Weighted Average Ensemble

Weighted average or weighted sum ensemble is an ensemble machine learning approach that combines the predictions from multiple models, where the contribution of each model is weighted proportionally to its capability or skill.

The weighted average ensemble is related to the voting ensemble.

Voting ensembles are composed of multiple machine learning models where the predictions from each model are averaged directly. For regression, this involves calculating the arithmetic mean of the predictions made by ensemble members. For classification, this may involve calculating the statistical mode (most common class label) or similar voting scheme or summing the probabilities predicted for each class and selecting the class with the largest summed probability.

A limitation of the voting ensemble technique is that it assumes that all models in the ensemble are equally effective.
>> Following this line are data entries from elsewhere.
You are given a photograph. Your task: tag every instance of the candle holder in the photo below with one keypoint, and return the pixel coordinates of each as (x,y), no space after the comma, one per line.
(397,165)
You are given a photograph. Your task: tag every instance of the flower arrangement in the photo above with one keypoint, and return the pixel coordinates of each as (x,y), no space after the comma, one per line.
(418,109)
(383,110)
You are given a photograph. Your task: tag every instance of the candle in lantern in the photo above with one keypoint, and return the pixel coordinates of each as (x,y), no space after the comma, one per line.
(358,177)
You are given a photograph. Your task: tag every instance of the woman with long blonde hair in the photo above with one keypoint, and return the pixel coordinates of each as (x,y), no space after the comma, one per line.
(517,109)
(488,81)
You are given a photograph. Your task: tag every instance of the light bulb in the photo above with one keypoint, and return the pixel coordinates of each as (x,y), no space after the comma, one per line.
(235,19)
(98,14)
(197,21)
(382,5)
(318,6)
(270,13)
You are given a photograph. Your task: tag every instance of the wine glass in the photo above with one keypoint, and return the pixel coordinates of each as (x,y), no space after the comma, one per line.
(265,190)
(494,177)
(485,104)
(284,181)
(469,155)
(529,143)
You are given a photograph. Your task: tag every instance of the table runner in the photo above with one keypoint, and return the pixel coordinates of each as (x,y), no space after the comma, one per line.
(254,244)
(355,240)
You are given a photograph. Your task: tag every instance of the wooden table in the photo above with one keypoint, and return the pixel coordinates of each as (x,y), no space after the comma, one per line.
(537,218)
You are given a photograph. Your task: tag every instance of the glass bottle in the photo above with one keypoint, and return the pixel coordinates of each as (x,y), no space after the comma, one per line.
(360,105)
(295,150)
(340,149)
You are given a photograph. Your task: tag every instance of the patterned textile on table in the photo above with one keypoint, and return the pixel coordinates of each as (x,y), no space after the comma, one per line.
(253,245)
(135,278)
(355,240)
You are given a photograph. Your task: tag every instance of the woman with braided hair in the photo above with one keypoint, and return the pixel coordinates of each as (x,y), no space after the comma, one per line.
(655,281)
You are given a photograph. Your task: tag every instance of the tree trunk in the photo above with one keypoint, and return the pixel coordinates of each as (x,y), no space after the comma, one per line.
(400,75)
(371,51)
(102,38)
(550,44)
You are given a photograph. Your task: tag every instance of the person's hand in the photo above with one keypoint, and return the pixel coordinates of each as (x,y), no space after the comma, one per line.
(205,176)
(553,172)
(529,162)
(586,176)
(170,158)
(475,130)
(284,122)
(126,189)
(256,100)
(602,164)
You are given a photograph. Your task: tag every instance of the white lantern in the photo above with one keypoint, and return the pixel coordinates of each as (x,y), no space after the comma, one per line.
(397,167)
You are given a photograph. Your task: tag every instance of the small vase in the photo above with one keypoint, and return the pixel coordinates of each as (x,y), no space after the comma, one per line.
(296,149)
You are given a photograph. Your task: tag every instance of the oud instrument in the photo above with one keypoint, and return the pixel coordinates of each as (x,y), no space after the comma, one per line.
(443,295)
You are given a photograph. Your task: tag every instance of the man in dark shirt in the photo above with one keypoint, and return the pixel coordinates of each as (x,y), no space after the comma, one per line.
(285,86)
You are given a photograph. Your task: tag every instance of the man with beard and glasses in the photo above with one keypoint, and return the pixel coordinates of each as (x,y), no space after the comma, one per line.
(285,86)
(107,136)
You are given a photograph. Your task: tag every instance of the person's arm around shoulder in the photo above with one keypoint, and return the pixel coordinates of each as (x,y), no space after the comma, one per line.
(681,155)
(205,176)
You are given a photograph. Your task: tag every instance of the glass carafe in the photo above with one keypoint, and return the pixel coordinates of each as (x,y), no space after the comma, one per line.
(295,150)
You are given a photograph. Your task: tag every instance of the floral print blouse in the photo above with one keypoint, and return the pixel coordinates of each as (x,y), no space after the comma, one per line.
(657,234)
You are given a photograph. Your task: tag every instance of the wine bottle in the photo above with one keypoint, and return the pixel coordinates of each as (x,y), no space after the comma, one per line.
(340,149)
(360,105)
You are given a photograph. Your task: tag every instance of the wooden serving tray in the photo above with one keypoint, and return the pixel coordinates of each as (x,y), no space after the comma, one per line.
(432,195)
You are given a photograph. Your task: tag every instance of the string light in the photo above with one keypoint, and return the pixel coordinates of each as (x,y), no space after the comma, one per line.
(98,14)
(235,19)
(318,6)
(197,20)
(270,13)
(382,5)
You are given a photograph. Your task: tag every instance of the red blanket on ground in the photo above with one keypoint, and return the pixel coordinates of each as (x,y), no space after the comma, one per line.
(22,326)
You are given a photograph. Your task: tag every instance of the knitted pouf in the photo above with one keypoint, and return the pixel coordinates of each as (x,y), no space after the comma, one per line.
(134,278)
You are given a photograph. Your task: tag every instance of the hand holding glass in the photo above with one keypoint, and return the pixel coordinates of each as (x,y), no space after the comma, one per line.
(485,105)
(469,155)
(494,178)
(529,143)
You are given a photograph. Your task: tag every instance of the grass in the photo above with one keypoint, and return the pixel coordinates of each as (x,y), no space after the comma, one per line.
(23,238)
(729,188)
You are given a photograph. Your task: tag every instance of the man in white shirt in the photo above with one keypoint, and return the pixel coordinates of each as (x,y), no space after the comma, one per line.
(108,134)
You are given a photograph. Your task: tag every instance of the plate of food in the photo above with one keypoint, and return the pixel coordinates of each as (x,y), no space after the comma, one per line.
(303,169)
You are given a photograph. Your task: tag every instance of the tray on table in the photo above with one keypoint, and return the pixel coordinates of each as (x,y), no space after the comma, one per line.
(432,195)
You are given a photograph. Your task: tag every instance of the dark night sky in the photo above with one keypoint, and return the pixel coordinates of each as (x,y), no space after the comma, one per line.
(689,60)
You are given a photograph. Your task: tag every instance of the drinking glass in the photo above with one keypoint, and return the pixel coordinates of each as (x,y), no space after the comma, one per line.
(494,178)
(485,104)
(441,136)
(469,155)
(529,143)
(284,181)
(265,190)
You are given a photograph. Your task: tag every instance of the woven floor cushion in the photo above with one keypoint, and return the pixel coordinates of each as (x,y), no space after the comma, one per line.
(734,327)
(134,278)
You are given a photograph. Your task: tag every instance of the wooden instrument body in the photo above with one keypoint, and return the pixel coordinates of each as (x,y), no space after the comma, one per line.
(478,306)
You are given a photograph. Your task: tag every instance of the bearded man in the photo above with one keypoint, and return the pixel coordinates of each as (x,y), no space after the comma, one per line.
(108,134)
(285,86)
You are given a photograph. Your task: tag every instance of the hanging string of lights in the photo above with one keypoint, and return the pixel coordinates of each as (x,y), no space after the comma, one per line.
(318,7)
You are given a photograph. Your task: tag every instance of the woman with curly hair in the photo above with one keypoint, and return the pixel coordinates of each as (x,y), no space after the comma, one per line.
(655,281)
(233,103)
This may not be the case as some models may be better than others, especially if different machine learning algorithms are used to train each model ensemble member.

An alternative to voting is to assume that ensemble members are not all equally capable and instead some models are better than others and should be given more votes or more of a seat when making a prediction. This provides the motivation for the weighted sum or weighted average ensemble method.

In regression, an average prediction is calculated using the arithmetic mean, such as the sum of the predictions divided by the total predictions made. For example, if an ensemble had three ensemble members, the reductions may be:

  • Model 1 : 97.2
  • Model 2 : 100.0
  • Model 3 : 95.8

The mean prediction would be calculated as follows:

  • yhat = (97.2 + 100.0 + 95.8) / 3
  • yhat = 293 / 3
  • yhat = 97.666

A weighted average prediction involves first assigning a fixed weight coefficient to each ensemble member. This could be a floating-point value between 0 and 1, representing a percentage of the weight. It could also be an integer starting at 1, representing the number of votes to give each model.

For example, we may have the fixed weights of 0.84, 0.87, 0.75 for the ensemble member. These weights can be used to calculate the weighted average by multiplying each prediction by the model’s weight to give a weighted sum, then dividing the value by the sum of the weights. For example:

  • yhat = ((97.2 * 0.84) + (100.0 * 0.87) + (95.8 * 0.75)) / (0.84 + 0.87 + 0.75)
  • yhat = (81.648 + 87 + 71.85) / (0.84 + 0.87 + 0.75)
  • yhat = 240.498 / 2.46
  • yhat = 97.763

We can see that as long as the scores have the same scale, and the weights have the same scale and are maximizing (meaning that larger weights are better), the weighted sum results in a sensible value, and in turn, the weighted average is also sensible, meaning the scale of the outcome matches the scale of the scores.

This same approach can be used to calculate the weighted sum of votes for each crisp class label or the weighted sum of probabilities for each class label on a classification problem.

The challenging aspect of using a weighted average ensemble is how to choose the relative weighting for each ensemble member.

There are many approaches that can be used. For example, the weights may be chosen based on the skill of each model, such as the classification accuracy or negative error, where large weights mean a better-performing model. Performance may be calculated on the dataset used for training or a holdout dataset, the latter of which may be more relevant.

The scores of each model can be used directly or converted into a different value, such as the relative ranking for each model. Another approach might be to use a search algorithm to test different combinations of weights.